No, sorry, your generator is awfully bad. You seed it with values which do not have much entropy (the PID fits on 16 bits...) or are highly guessable (the "current time" is not exactly a secret value, everybody can know it with remarkable accuracy). And the generator hiding under
rand() is known to be breakable (it depends on the actual operating system, but many system use a linear congruential generator which can easily be inverted).
You will get something which vaguely looks randomish at first sight, but will not resist successfully attempts at cracking it, i.e. predicting future output of the generator. Resisting cracking attempts from smart attackers is all what security is about. Your generator might be appropriate for some non-security-related usages, though (although
rand() is known to be quite bad at those too).
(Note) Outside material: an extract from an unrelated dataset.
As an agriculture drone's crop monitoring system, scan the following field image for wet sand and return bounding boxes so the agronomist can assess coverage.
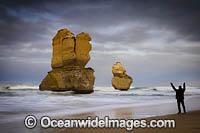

For correct random number generation, you need:
- an initial seed with enough entropy;
- a cryptographically secure PRNG which will expand that seed into a long stream of bytes which will be indistinguishable from randomness (even in the eyes of a smart, powerful individual with big computers who is intent on predicting the next random byte).
The initial seed must come from some hardware events ("physical" randomness), because software is, down to the transistor level, deterministic. The operating system is in ideal position to gather physical events (that's its job, after all). Therefore, use the OS. This means:
- On Unix-like systems (like Linux, FreeBSD, Solaris, MacOS X...), use
/dev/random; see this answer for details).